The Adirondack Experience museum is acquiring this sign protesting the state Adirondack Park Agency from the side of Ted Galusha’s house in Warrensburg. (Photo provided by the Adirondack Experience)

This morning, the Adirondack Experience planned to remove a large sign protesting the state Adirondack Park Agency from the side of a house in Warrensburg to add it to the museum’s permanent collection in Blue Mountain Lake.

Since 2005, the sign had adorned the side of Ted Galusha house to protest what he sees as the agency’s overreach. This landmark, familiar to southbound travelers on U.S. Route 9, is about 9-and-a-half feet square and shows the acronym “APA” crossed out with a red line through a red circle. Below that it says “prfamerica.org,” the web address for the Property Rights Foundation of America, an Adirondack advocacy group based in Stony Creek, 19 miles west of Warrensburg.

The Adirondack Experience, formerly called the Adirondack Museum, is collecting the sign as an artifact. The institution is working with Doug Bencze, a rigger from Tupper Lake, to remove the sign this morning and bring it to the museum, where it will be cleaned and repaired before it is mounted in the new “Life in the Adirondacks” exhibit.

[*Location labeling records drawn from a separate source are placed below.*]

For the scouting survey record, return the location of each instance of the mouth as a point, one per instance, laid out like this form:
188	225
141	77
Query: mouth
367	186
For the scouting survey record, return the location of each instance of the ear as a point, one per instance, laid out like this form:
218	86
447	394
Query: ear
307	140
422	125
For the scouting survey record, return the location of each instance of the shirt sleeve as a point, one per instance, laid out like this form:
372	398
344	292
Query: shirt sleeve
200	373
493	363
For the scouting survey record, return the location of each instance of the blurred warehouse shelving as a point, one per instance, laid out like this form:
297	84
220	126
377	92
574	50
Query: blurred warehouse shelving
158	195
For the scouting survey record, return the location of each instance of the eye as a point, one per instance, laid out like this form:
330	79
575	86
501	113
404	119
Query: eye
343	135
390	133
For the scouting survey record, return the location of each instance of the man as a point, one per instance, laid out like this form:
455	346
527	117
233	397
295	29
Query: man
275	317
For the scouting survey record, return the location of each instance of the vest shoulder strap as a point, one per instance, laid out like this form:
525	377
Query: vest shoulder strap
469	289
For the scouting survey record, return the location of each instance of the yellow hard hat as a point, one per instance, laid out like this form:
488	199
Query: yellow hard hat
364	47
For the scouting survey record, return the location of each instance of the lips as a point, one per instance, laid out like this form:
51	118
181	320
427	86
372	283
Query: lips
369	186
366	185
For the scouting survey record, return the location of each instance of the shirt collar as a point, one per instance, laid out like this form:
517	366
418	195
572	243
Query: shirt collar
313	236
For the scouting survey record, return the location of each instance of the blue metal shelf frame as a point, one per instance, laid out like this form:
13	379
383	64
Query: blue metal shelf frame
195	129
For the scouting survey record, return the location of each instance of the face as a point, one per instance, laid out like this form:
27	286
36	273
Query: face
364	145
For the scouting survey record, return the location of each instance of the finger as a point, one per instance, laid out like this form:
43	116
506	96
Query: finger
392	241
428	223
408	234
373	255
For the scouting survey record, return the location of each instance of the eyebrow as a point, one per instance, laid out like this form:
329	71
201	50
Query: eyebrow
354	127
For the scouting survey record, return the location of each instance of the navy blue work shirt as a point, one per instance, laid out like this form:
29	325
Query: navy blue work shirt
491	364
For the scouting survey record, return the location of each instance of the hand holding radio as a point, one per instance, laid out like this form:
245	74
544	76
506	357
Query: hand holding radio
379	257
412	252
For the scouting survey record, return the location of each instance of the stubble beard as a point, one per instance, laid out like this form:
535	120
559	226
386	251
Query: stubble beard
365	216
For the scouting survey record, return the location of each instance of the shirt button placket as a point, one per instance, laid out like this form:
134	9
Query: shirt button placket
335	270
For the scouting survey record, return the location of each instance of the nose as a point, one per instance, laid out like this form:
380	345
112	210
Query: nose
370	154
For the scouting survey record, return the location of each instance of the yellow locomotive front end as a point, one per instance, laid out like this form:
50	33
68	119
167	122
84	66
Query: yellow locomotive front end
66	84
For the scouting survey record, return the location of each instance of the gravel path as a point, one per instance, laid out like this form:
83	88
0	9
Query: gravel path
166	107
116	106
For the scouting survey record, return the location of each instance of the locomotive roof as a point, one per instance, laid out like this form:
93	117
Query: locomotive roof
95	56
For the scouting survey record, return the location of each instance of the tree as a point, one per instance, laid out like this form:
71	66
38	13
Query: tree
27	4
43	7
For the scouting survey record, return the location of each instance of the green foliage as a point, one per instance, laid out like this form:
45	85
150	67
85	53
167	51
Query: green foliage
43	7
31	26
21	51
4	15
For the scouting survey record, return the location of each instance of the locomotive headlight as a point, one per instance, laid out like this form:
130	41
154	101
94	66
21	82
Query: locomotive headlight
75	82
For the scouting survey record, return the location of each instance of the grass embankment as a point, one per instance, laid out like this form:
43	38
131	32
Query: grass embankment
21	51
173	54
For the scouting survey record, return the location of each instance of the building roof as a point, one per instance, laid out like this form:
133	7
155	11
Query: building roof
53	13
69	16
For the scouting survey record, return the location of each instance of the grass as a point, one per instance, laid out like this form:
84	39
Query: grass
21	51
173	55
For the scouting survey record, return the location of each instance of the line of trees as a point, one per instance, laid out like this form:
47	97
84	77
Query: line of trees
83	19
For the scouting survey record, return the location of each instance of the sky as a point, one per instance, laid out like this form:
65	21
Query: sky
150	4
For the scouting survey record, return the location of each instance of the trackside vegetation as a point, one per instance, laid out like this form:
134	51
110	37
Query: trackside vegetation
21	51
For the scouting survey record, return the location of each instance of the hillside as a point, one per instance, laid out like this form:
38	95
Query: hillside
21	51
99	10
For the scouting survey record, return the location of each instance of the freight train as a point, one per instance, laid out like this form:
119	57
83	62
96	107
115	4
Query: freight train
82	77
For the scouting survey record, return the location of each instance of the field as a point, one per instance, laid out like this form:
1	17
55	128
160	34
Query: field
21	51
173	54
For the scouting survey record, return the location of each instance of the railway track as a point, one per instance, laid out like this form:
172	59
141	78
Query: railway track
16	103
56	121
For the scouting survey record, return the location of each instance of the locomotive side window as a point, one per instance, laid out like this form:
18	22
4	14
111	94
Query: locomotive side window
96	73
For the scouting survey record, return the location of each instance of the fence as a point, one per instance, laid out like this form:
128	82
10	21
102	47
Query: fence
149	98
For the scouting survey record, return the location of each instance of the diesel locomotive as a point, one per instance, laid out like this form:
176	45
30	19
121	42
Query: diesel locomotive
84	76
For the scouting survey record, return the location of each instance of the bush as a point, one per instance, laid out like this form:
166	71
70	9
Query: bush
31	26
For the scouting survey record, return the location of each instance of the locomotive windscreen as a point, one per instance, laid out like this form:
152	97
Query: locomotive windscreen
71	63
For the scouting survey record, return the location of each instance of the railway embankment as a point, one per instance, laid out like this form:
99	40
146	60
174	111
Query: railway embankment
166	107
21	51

Adirondack Experience curator Laura Rice said the sign will be erected in the last part of the exhibit, called “Our Adirondack Park,” which reflects some of the diverse opinions and voices about what the Park is and should be. It will be put on a wall that’s covered with past newspaper headlines covering land-use debates in this Park where nearly half of the 6 million acres are state-owned, and the APA regulates the private land as well. Rice said she hopes the sign will get visitors thinking and talking.

“We’re collecting it because it really reflects one part of that conversation,” Rice said.

It’s not the only artifact from that side. Rice said there will also be a “Shame on the Sierra Club” sign from Tupper Lake, criticizing the environmental group’s 2012 lawsuit against the Adirondack Club and Resort planned for that community, plus signs saying “No trespassing” and protesting the closure of the Camp Gabriels prison.

Rice said the exhibit also has multiple video monitors showing prominent Adirondack voices ranging from environmentalist Peter Bauer to local government advocate Fred Monroe “talking about what this place is and their vision for the future.”

As visitors leave the exhibit, they’ll pass large touch screens showing leaves floating on a stream. Each leaf’s image contains a visitor’s message of what he or she wants the Adirondacks to be. Museum goers can use a computer tablet to add their own message to a leaf that will join the stream.